PIET RIJSTEPAP EN DE AFLATEN


Op een avond wendde Piet zich in gebed tot zijn patroonheilige, sint Petrus. Hij vroeg zich af of zijn moeder wel een mooi plekje in de hemel had, vlak bij Onzelieveheer. Maar omdat hij moe was van een lange wandeling over de sint-Pietersberg, sukkelde hij al bij het zevende weesgegroetje in slaap.
Toen verscheen hem Petrus, die met een bezorgd gezicht verklaarde dat hij een mededeling had. In overeenstemming met een oude wet, de zogenaamde 'koppelingswet van 1843', zouden alle aflaten die na 1964 in 'Allerzielen-visits' verdiend waren, opnieuw getoetst worden en zo nodig met terugwerkende kracht ongeldig verklaard.

Voor de niet-katholieke lezer is enige uitleg op zijn plaats. Het is vanouds gebruikelijk dat men met Allerzielen kerken bezoekt, en daarmee voor de zielen in het vagevuur aflaten verdient die hun verblijfsduur in het vagevuur aanmerkelijk kunnen bekorten. Sommige katholieken maken er een sport van, door het in en uitlopen van eenzelfde kerk het aantal bezoeken ('visits') flink op te schroeven om daardoor zo veel mogelijk aflaten te verdienen.
De genoemde koppelingswet verbindt nu de geldigheid der aflaten aan de aandacht waarmee in de kerk de vereiste gebeden worden opgezegd. Een afgeraffeld weesgegroetje telt dus niet.

Piet vreesde dat van alle weesgegroeten die hij sinds 1964 in Allerzielen-visits gebeden had, ter intentie van zijn overleden familieleden, er maar bitter weinig overeind zouden blijven. En dat terwijl sommige van deze familieleden, met name zijn favoriete oom die in Spanje gewoond had, een beetje aardse steun best wel zouden kunnen gebruiken.
Hij keek sint Petrus verbijsterd aan, en zei dat hij op de geldigheid van de aflaten vast gerekend had. Men moest ze niet achteraf nog ongeldig verklaren. Hij zou in hoger beroep gaan bij sint Michael, of desnoods bij Onzelieveheer zelf.
Maar terwijl hij zich meer en meer opwond, stond sint Petrus droevig met zijn hoofd te schudden.
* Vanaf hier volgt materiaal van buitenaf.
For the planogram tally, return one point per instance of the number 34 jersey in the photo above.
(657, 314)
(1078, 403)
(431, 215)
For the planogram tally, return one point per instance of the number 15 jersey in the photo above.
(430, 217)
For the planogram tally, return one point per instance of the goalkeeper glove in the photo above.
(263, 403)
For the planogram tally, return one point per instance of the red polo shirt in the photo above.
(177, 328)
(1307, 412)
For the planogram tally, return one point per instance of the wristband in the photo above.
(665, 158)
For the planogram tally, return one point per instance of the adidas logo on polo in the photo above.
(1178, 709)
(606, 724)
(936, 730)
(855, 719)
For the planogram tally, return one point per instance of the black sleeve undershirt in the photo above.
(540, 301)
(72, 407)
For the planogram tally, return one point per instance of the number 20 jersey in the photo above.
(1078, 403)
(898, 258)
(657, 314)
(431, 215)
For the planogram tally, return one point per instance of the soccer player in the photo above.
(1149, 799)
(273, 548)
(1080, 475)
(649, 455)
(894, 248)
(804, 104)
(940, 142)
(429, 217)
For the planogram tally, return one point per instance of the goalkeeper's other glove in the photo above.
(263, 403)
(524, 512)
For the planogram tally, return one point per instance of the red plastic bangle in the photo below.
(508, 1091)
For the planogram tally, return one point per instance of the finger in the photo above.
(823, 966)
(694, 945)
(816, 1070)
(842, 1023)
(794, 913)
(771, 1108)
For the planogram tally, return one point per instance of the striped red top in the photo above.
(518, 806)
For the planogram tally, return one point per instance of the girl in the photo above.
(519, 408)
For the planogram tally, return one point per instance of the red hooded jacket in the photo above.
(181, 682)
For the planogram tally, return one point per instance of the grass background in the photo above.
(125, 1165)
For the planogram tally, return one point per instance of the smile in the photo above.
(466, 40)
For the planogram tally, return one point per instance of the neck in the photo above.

Badend in het zweet werd Piet wakker.
Hij lag nog even na te denken over zijn droom, maar al spoedig kwam er een glimlach op zijn lippen. Want hij herinnerde zich de psalm die Gods ruimhartigheid bezingt: " Als u zonden gaat tellen, Heer, wie zal dan overeind blijven? Maar bij U is vergeving ... ". Onzelieveheer was gelukkig geen starre ambtenaar of kruidenier.